The PSTs describe the valid interacting states between two domains. These states clearly define the voltage ranges in which two domains are interacting and whether one domain is ON in relation to another domain or not. If a signal is going from a domain of a low voltage range to a high voltage range, then there’s a need for a level shifter with the “low_to_high” rule. Similarly, a need arises for the “high_to_low” rule for signals going from high voltage to low voltage. It’s an error scenario if no level-shifter strategy is specified or a level-shifter strategy with a different rule is specified (Fig. 3).
System Verilog Assertions (SVAs) are a very powerful way to achieve the dynamic verification of low-power designs with automated, tool-generated assertions that check for missing or incorrect isolation and level shifter at run time.
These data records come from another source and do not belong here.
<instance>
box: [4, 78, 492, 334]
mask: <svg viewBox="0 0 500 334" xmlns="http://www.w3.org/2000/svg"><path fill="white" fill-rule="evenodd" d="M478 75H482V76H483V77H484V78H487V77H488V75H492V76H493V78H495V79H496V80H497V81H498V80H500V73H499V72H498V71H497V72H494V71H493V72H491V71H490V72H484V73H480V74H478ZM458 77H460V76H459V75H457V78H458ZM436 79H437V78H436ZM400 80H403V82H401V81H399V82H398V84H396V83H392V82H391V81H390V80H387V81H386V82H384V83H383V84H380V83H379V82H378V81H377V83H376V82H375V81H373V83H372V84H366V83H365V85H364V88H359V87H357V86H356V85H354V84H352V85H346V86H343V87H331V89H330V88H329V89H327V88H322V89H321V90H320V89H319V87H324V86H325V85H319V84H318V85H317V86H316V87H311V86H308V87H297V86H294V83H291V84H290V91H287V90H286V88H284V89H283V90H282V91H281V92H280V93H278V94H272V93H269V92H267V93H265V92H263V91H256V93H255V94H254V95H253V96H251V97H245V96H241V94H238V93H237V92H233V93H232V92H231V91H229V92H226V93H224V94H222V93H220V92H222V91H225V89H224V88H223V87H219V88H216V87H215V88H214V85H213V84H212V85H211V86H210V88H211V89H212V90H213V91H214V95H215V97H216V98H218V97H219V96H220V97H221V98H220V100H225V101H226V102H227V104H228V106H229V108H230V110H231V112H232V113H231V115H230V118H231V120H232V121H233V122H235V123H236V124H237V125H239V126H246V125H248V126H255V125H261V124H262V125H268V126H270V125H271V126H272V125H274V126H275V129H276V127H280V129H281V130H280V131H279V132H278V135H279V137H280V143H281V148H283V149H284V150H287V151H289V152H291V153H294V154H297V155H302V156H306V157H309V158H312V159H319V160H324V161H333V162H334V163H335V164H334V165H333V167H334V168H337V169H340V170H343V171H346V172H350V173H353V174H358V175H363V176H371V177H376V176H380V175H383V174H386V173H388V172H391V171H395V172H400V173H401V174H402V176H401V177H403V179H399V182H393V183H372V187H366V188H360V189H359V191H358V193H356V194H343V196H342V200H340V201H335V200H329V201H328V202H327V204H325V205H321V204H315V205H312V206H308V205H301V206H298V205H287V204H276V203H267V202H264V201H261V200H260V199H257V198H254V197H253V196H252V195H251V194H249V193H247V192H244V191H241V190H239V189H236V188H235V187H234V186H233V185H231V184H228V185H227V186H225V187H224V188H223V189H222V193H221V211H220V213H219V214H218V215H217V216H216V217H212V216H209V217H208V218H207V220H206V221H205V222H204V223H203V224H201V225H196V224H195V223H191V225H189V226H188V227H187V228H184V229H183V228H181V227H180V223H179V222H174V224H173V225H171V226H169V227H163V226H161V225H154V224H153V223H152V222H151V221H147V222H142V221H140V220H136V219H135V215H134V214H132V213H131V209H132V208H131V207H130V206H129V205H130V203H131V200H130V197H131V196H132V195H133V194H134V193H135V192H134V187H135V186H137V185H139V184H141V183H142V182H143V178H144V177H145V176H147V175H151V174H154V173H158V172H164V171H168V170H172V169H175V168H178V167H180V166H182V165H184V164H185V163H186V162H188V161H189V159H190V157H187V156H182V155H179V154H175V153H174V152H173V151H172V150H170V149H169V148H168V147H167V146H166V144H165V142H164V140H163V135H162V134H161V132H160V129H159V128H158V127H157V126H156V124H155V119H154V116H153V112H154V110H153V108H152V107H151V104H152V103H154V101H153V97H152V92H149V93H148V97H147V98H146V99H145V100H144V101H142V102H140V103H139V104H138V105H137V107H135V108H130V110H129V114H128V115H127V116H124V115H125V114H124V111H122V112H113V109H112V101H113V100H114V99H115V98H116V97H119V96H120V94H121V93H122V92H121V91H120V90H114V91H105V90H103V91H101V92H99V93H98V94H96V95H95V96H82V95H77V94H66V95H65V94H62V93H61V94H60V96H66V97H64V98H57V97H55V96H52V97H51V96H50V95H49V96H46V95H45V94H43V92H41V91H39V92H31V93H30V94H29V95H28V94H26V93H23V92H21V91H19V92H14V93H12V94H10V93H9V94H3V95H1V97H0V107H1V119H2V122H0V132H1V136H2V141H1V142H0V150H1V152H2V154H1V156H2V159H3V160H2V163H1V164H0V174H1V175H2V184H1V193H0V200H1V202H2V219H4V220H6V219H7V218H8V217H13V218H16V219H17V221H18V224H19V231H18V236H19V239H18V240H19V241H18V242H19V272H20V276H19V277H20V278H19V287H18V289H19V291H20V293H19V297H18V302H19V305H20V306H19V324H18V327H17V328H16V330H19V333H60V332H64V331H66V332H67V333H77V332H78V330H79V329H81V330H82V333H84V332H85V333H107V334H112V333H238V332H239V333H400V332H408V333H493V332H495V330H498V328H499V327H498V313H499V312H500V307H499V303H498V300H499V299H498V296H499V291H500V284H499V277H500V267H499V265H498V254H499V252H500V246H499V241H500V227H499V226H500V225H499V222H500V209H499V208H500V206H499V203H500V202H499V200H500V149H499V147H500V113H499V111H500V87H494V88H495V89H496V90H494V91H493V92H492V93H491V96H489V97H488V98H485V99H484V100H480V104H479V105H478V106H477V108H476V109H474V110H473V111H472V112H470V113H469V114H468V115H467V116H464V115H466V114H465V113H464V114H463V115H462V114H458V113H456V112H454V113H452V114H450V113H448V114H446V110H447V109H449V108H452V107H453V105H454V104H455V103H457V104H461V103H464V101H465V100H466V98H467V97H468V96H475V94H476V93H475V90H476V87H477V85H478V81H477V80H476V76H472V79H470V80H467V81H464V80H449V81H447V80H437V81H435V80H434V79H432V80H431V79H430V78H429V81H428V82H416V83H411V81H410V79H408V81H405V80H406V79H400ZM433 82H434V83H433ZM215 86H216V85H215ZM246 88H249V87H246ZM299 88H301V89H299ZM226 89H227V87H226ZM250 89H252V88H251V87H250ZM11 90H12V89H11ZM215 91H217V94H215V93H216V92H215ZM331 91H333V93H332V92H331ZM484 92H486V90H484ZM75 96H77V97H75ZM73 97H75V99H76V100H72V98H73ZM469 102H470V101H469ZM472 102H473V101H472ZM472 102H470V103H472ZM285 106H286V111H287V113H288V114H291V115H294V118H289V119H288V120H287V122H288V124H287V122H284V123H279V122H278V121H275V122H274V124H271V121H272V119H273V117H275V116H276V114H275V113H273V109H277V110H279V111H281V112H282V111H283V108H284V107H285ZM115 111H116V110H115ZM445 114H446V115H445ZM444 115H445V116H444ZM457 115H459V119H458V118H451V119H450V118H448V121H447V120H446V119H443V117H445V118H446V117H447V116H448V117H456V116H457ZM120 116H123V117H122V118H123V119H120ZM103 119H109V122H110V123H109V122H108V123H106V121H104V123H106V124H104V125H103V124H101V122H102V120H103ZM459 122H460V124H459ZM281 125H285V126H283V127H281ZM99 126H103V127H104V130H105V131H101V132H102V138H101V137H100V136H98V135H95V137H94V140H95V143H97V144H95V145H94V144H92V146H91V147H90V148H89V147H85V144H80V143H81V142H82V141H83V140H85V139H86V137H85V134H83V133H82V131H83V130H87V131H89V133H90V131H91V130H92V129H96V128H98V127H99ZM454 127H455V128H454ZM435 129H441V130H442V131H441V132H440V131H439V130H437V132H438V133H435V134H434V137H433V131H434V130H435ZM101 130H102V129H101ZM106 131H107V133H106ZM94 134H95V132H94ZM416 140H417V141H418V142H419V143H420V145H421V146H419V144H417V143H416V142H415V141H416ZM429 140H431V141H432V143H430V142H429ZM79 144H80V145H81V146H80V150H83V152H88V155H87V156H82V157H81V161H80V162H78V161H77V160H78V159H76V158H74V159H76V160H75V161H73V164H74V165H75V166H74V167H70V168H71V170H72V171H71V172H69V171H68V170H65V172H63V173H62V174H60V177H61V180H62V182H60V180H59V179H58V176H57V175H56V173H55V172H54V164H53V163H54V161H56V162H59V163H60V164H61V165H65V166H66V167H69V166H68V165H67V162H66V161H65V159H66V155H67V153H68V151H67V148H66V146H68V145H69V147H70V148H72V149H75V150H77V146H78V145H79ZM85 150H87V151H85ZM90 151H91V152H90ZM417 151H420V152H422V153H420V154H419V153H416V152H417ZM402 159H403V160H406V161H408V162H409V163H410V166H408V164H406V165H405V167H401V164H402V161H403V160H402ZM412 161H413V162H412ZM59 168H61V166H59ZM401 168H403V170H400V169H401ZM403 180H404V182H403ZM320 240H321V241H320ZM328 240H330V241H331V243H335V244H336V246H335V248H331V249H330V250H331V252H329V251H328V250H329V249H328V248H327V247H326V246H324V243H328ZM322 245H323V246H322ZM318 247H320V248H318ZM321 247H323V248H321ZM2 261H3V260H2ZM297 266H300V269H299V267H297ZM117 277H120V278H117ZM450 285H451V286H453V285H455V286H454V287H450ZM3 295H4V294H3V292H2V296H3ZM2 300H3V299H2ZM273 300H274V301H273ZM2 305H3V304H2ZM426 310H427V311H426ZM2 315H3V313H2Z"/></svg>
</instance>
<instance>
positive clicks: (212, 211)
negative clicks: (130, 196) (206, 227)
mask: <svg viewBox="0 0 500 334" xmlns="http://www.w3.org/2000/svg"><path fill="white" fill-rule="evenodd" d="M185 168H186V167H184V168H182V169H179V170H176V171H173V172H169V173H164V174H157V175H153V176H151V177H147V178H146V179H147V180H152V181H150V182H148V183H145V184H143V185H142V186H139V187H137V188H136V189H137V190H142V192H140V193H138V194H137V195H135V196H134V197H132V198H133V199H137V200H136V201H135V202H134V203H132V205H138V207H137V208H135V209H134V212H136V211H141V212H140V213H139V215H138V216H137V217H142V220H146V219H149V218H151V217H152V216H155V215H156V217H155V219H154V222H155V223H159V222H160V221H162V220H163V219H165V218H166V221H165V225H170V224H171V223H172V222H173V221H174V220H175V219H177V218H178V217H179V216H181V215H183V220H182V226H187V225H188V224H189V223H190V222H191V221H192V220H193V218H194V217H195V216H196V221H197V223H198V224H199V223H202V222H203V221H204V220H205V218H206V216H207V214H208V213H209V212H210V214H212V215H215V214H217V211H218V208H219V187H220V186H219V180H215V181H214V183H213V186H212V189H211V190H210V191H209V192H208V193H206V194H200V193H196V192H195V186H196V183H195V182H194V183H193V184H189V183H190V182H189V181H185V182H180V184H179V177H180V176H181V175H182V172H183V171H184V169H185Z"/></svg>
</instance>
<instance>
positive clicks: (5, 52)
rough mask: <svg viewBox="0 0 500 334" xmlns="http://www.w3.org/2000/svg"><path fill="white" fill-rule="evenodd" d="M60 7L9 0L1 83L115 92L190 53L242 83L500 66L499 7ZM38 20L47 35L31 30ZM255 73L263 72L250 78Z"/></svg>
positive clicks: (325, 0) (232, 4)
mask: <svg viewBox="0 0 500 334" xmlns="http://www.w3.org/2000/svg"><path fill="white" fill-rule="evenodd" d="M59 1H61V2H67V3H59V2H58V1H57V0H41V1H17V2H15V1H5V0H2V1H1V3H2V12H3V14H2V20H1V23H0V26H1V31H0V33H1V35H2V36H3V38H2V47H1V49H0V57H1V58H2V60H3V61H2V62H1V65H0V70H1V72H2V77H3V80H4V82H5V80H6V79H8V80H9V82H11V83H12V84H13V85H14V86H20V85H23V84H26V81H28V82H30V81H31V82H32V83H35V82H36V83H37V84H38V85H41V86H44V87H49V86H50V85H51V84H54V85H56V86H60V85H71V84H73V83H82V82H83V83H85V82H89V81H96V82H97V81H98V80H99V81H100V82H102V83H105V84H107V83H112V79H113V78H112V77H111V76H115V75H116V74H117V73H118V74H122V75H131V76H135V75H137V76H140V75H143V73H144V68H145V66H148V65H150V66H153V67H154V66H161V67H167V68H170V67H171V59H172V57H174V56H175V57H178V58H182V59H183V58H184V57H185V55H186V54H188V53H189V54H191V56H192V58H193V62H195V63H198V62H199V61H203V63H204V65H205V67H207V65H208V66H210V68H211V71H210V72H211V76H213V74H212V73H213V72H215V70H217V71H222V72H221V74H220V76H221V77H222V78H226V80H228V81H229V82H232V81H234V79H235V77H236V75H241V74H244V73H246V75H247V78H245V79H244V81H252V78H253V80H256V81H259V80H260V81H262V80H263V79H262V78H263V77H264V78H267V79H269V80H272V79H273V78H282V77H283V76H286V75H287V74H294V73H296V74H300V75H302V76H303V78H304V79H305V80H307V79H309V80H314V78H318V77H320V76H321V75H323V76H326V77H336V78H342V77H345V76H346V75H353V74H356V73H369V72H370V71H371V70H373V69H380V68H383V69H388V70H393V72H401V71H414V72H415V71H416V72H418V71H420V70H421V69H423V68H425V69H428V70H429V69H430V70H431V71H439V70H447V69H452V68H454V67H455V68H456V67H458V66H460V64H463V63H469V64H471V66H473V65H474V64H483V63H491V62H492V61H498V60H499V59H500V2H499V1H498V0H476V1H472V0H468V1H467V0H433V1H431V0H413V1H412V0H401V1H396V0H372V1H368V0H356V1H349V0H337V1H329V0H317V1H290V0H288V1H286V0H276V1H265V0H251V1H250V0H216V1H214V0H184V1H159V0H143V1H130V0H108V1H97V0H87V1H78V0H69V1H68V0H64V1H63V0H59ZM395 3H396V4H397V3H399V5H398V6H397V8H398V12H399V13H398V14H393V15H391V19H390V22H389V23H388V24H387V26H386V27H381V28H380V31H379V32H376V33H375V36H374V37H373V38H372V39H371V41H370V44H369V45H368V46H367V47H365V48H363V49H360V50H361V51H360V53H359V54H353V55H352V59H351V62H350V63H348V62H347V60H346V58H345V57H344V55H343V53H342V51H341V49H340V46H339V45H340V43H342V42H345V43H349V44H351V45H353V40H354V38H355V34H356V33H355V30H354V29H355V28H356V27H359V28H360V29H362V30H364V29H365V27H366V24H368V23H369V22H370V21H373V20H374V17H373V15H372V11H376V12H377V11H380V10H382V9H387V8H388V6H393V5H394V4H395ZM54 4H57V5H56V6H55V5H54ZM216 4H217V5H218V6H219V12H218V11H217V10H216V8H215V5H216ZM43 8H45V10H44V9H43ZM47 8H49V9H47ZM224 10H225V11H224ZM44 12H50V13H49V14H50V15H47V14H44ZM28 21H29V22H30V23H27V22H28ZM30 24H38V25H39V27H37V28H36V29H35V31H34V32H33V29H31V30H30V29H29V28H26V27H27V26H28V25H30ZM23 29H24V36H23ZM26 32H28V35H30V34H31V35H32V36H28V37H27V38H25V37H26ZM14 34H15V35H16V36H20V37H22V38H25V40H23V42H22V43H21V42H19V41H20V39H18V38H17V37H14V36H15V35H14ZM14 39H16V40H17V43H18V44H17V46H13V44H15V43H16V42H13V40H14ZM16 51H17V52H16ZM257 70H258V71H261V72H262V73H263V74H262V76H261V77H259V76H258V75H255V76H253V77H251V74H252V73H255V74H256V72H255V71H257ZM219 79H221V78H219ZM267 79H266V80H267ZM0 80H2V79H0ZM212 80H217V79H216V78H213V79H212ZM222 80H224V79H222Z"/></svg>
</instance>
For each interface signal at the domain boundary, an assertion is inserted that would check the need for isolation and level-shifter cells.
Assertions can be used to validate power-control logic sequences and ensure that specific requirements are met before and after power-mode transitions. The UPF also provides a way to add custom assertions using the bind_checker command, allowing you to write your own assertions in a module and then bind that module to boundary instances to check whether a signal is isolated or not.
The UPF bind_checker command also provides the easiest way to debug incorrect retention behavior by allowing you to dump custom retention assertions using bind_checker with UPF generics. UPF generics provide an automated way to specify generic bind_checker statements for all sequential elements of a design, so you don’t have to worry about clock/reset conditions for each sequential element. Simulation tools automatically identify the clock/reset conditions for each sequential element and apply the bind_checker statement accordingly.
The corruption of macro cells is governed by the liberty attributes that use the primary supplies of macro cells to define the corruption semantics. Thus, the primary supplies of macro cells should be properly connected for the correct functionality of liberty cells. One of the main reasons for cell power-up failure is incorrect supply connections, so it’s necessary to verify the supply connections of each cell. Most of the EDA vendors dump the connection report for all supply connections, and you must verify that the supply ports are properly connected by checking these reports.
Conclusion
Debugging of low-power designs is one of the toughest challenges currently facing the semiconductor industry. Being cognizant of the various challenges in debugging low-power designs enables low-power issues to be detected early or avoided entirely, thereby saving costly design cycles and significantly increasing the productivity of the debug process.